O Núcleo Recursal e de Controle de Constitucionalidade (NRCC) do
Ministério Público do Rio Grande do Norte (MPRN), dando continuidade a
investigação anterior, detectou a concessão irregular de pensões vitalícias a
ex-gestores, ex-parlamentares e a dependentes em sete municípios do Estado. Os
promotores de Justiça que atuam em São Rafael, Santa Cruz, Coronel Ezequiel,
João Câmara, Jardim de Angicos, Nísia Floresta, Afonso Bezerra e Caicó
receberam representações do Núcleo Recursal para tomarem conhecimento de cada
caso e adotarem as providências adequadas para sanar as irregularidades.
As pensões vitalícias em questão foram criadas por leis
municipais específicas, nominando os beneficiados. Em princípio, os atos de
concessão podem contrariar a Constituição Federal, violando princípios como os
da simetria, isonomia, impessoalidade e moralidade – além de inexistir fonte de
custeio correspondente para o benefício, na maioria das vezes.
O MPRN inclusive já obteve na Justiça, após interposição de
ações civis públicas (ACP), a anulação de legislações semelhantes.

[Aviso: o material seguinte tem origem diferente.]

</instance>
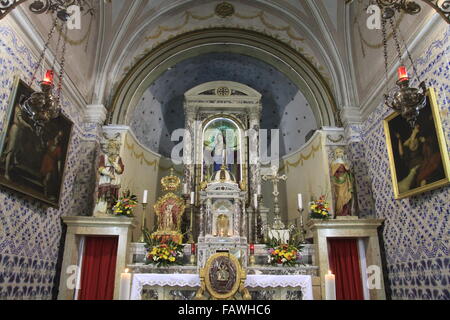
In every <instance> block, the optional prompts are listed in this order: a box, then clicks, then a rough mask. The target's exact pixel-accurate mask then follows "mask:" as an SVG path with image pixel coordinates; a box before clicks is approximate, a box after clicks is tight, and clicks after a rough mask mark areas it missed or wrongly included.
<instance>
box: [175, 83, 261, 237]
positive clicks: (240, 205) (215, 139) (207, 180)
mask: <svg viewBox="0 0 450 320" xmlns="http://www.w3.org/2000/svg"><path fill="white" fill-rule="evenodd" d="M184 109H185V114H186V124H185V128H186V129H187V133H186V136H185V139H184V145H183V162H184V164H185V168H184V171H185V172H184V175H185V183H186V187H185V191H186V192H191V191H194V192H195V195H196V202H195V203H196V207H197V208H198V207H199V206H200V207H201V202H202V201H205V200H206V198H205V197H209V199H211V203H209V202H208V200H206V204H205V206H206V207H207V208H208V210H212V211H214V213H213V217H212V218H214V219H215V217H216V213H218V212H220V210H225V211H224V212H223V215H221V214H222V213H219V214H218V215H217V216H220V215H221V217H220V219H219V221H218V222H219V223H220V225H221V226H219V229H223V228H226V227H225V226H226V225H227V224H229V227H228V229H229V230H232V231H233V233H232V234H229V236H231V237H233V236H236V232H235V230H234V226H233V224H234V223H236V220H231V219H232V218H233V219H234V217H231V216H230V215H229V214H228V213H227V212H229V210H228V211H227V209H226V208H227V207H228V208H230V207H233V208H235V207H239V210H243V209H245V208H247V207H249V206H250V202H251V201H249V199H253V198H254V197H255V196H256V195H258V193H260V189H261V188H260V186H261V176H260V161H259V138H258V135H259V130H260V127H259V123H260V119H261V109H262V106H261V94H259V93H258V92H257V91H255V90H254V89H252V88H250V87H248V86H245V85H243V84H240V83H236V82H230V81H215V82H209V83H205V84H202V85H200V86H197V87H195V88H193V89H191V90H189V91H188V92H187V93H186V94H185V105H184ZM225 163H226V169H227V171H228V172H229V173H230V174H231V175H232V176H233V177H234V180H235V181H234V183H235V184H234V185H231V184H228V185H227V187H226V188H227V192H224V194H221V195H219V194H218V197H216V198H214V199H216V200H218V199H222V200H223V201H221V202H220V203H217V204H215V200H214V201H213V200H212V199H213V198H211V195H212V193H214V192H215V191H220V188H221V186H219V185H215V186H214V188H218V189H214V190H213V189H211V186H210V187H209V189H208V191H207V193H208V195H206V194H205V193H204V192H205V191H206V187H207V185H208V182H209V181H212V180H213V176H214V175H215V174H216V173H217V172H221V168H222V166H223V165H224V164H225ZM202 192H203V193H202ZM201 193H202V194H203V198H201V197H202V196H201V195H200V194H201ZM226 193H228V194H230V195H231V197H228V198H229V199H228V201H225V200H226V199H225V198H224V197H225V194H226ZM259 198H260V197H259ZM234 199H239V201H236V200H234ZM213 202H214V203H213ZM238 202H239V203H238ZM214 205H215V207H214V208H213V206H214ZM203 210H206V208H203ZM233 210H234V209H233ZM199 211H200V210H197V212H196V220H197V222H198V220H200V219H201V215H202V214H201V212H199ZM248 212H249V213H250V216H248V217H247V219H248V221H247V222H246V229H245V230H242V233H240V235H241V234H242V235H243V236H245V237H247V238H249V239H250V240H251V241H253V242H254V241H255V231H256V221H257V219H256V212H254V210H248ZM211 222H212V220H211ZM196 224H197V223H196ZM197 225H198V224H197ZM211 227H212V228H213V230H211V231H210V234H211V235H212V236H214V235H215V234H216V231H217V230H216V229H217V227H218V225H217V224H216V223H215V220H214V223H213V224H212V226H211ZM222 231H223V230H222ZM200 233H201V231H200V230H195V238H197V237H199V236H202V237H203V236H205V233H203V235H201V234H200ZM225 238H226V237H225Z"/></svg>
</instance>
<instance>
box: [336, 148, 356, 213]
mask: <svg viewBox="0 0 450 320" xmlns="http://www.w3.org/2000/svg"><path fill="white" fill-rule="evenodd" d="M344 156H345V152H344V150H343V149H341V148H337V149H336V150H334V160H333V162H332V163H331V179H332V184H333V192H334V198H335V208H334V210H335V215H336V216H337V217H339V216H351V215H352V204H353V175H352V173H351V171H350V166H349V164H348V162H347V161H346V160H344Z"/></svg>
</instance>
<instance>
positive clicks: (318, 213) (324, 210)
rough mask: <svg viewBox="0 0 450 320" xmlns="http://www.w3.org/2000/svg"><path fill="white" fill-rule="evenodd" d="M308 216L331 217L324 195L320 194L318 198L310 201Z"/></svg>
mask: <svg viewBox="0 0 450 320" xmlns="http://www.w3.org/2000/svg"><path fill="white" fill-rule="evenodd" d="M309 208H310V210H311V211H310V218H311V219H323V220H325V219H329V218H330V217H331V213H330V210H331V209H330V204H329V203H328V201H326V200H325V196H324V195H323V196H321V197H320V198H319V200H315V201H312V202H310V204H309Z"/></svg>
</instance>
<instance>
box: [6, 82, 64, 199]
mask: <svg viewBox="0 0 450 320" xmlns="http://www.w3.org/2000/svg"><path fill="white" fill-rule="evenodd" d="M44 98H45V97H43V96H42V95H40V94H37V93H36V94H35V93H34V92H33V90H32V89H31V88H29V87H28V86H27V85H26V84H25V83H24V82H23V81H22V80H20V79H19V78H16V80H15V85H14V91H13V93H12V94H11V100H10V105H9V109H8V113H7V117H6V122H5V126H4V129H3V132H2V133H1V137H0V184H2V185H4V186H6V187H9V188H11V189H13V190H16V191H19V192H22V193H24V194H26V195H29V196H32V197H34V198H36V199H39V200H42V201H43V202H45V203H47V204H49V205H51V206H53V207H56V208H57V207H58V206H59V200H60V192H61V187H62V182H63V176H64V168H65V164H66V158H67V153H68V148H69V141H70V137H71V133H72V122H71V121H70V120H69V119H67V118H66V117H65V116H64V115H59V116H58V117H56V118H55V119H52V120H51V119H48V122H46V123H45V126H40V125H38V122H36V121H37V119H36V118H35V117H36V114H35V112H34V111H33V110H34V109H31V108H30V104H32V105H33V106H34V107H36V106H43V105H44V104H45V103H46V102H45V99H44Z"/></svg>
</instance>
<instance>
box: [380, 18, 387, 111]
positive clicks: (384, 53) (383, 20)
mask: <svg viewBox="0 0 450 320" xmlns="http://www.w3.org/2000/svg"><path fill="white" fill-rule="evenodd" d="M381 32H382V34H383V50H384V52H383V54H384V71H385V76H386V88H385V89H386V91H385V94H384V101H385V103H386V104H387V102H388V99H389V89H388V85H389V74H388V47H387V32H386V20H385V19H381Z"/></svg>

Após ingressar com ações diretas de inconstitucionalidade contra
leis dos municípios de Parnamirim e Taipu, em setembro do ano passado, a
Procuradoria-Geral de Justiça encaminhou ofício a todas as Prefeituras
Municipais do Estado do Rio Grande do Norte, requerendo informações acerca da
existência de lei ou ato normativo municipal que instituísse benefício
previdenciário ou pensão especial para ex-prefeitos ou ex-vereadores, bem como
pensão vitalícia para dependentes, como viúvas e filhos menores, dentre outras
situações de pensão especial.
Em resposta aos ofícios, as oito prefeituras dos municípios
mencionados informaram as leis que se enquadravam na especificação. As
Promotorias de Justiça com jurisdição nas localidades possuem a atribuição para
tomar providências nestes casos.
Para os casos de leis genéricas, que não citem nominalmente o
beneficiário, seja ex-parlamentar, ex-prefeito ou depententes, a investigação,
assim como a adoção de medidas, cabem ao Núcleo Recursal do MPRN.